Son style a considérablement changé: elle a troqué ses chansons complexes, longues et souvent sans refrain contre une forme plus populaire. On peut maintenant la chanter sans problème: "J’aime le vers classique, même si le contenu ne l’est guère. Avant, j’écrivais en vers libres ou en prose." Le succès de la nouvelle Fontaine a été foudroyant depuis Genre humain. Pour Libido, elle profite des ressources d’une grosse maison de disques (Universal): "J’y suis aux anges. Ils sont tous formidables. J’ai toute la liberté que j’avais chez Saravah, mais en plus, j’ai les moyens." On la voit à la télé, l’entend à la radio. La marge, c’était une autre époque.
Libido tourne autour du thème de l’érotisme, dans sa déclinaison tantôt primaire, tantôt raffinée. Fontaine oscille entre la petite fille qui adore sortir des gros mots et la grande poétesse douée pour la métaphore marine, sensuelle. Naturellement, le mélange détonne et n’est pas toujours heureux. On navigue entre le grandiose (Château intérieur), le vulgaire (Cul béni), le somptueux (Mendelssohn) et l’insignifiant (Mister Mistère, avec le chanteur M). Néanmoins, Libido est supérieur au disque précédent, l’exécrable Rue Saint-Louis en l’île (2004): "Aimez-vous Libido? C’est mon préféré avec Comme à la radio", déclare-t-elle pendant qu’on s’étouffe. Comparer son dernier-né avec le chef-d’oeuvre absolu qu’est Comme à la radio (voir encadré)? Tout compte fait, Brigitte comprend peut-être mieux qu’on ne le pensait le jeu de la promo. Se vendre avant tout.
Ce qui allume dans Libido, outre une maigre poignée de chansons, c’est la joliesse du livret illustré à la manière d’une bédé, qui donne un aspect ludique à Brigitte Fontaine. Avec elle, on revient toujours au jeu, à la fantaisie, à la liberté créatrice qu’elle s’octroie. On appréciera aussi le clin d’oeil à Gainsbourg dans Mendelssohn et la présence de Jean-Claude Vannier qui réalise le morceau en s’inspirant d’Histoire de Melody Nelson. Ce même Vannier qui, en 1968, signait les arrangements du premier opus chez Saravah de Brigitte. Une autre époque, parfois regrettée.
Brigitte Fontaine
Libido
Universal
Sortie: 28 novembre
À écouter si vous aimez
M
Diane Dufresne
Pierre Lapointe
QUATRE ALBUMS ESSENTIELS DE BRIGITTE FONTAINE
Comme à la radio (1969). La jeune chanteuse s’allie avec le groupe de free jazz Art Ensemble of Chicago. La poésie singulière, subversive, mêlée au lyrisme sidérant de la musique. Son premier chef-d’oeuvre.
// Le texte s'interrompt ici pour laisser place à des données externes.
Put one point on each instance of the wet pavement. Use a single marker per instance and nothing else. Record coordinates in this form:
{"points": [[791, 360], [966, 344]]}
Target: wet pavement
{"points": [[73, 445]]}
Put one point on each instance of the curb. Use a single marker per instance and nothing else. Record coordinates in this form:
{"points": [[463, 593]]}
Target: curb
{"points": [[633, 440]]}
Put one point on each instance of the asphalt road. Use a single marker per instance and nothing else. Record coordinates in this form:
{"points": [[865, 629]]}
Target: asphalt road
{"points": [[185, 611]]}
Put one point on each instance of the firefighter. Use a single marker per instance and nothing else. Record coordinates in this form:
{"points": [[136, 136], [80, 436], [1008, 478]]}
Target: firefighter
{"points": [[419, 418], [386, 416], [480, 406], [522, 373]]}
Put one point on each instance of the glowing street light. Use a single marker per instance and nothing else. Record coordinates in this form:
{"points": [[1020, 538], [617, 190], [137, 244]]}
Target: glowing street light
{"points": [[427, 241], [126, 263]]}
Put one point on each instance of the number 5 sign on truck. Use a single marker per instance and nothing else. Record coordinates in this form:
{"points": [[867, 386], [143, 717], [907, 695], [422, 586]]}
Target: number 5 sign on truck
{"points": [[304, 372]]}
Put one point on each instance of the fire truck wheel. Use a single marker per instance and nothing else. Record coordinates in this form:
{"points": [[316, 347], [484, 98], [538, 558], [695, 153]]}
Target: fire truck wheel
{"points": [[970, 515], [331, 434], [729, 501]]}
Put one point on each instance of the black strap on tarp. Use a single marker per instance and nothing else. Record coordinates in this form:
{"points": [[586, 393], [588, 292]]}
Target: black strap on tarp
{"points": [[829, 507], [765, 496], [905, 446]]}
Je ne connais pas cet homme (1973). Pour son cinquième album, Fontaine fait équipe avec son futur mari, Areski, aux percussions. L’extravagance de l’une, les rythmes arabisants et envoûtants de l’autre: la perfection. Contient le classique et hilarant C’est normal.
Les Palaces (1997). Un duo avec Bashung (City), une Symphonie pastorale qui a jeté Pierre Lapointe sur le cul, une collection de suaves perles.
Kekeland (2001). Des invités très spéciaux (Sonic Youth, M, Noir Désir), une inspiration poétique de haut niveau, des mélodies inoubliables. Second chef-d’oeuvre.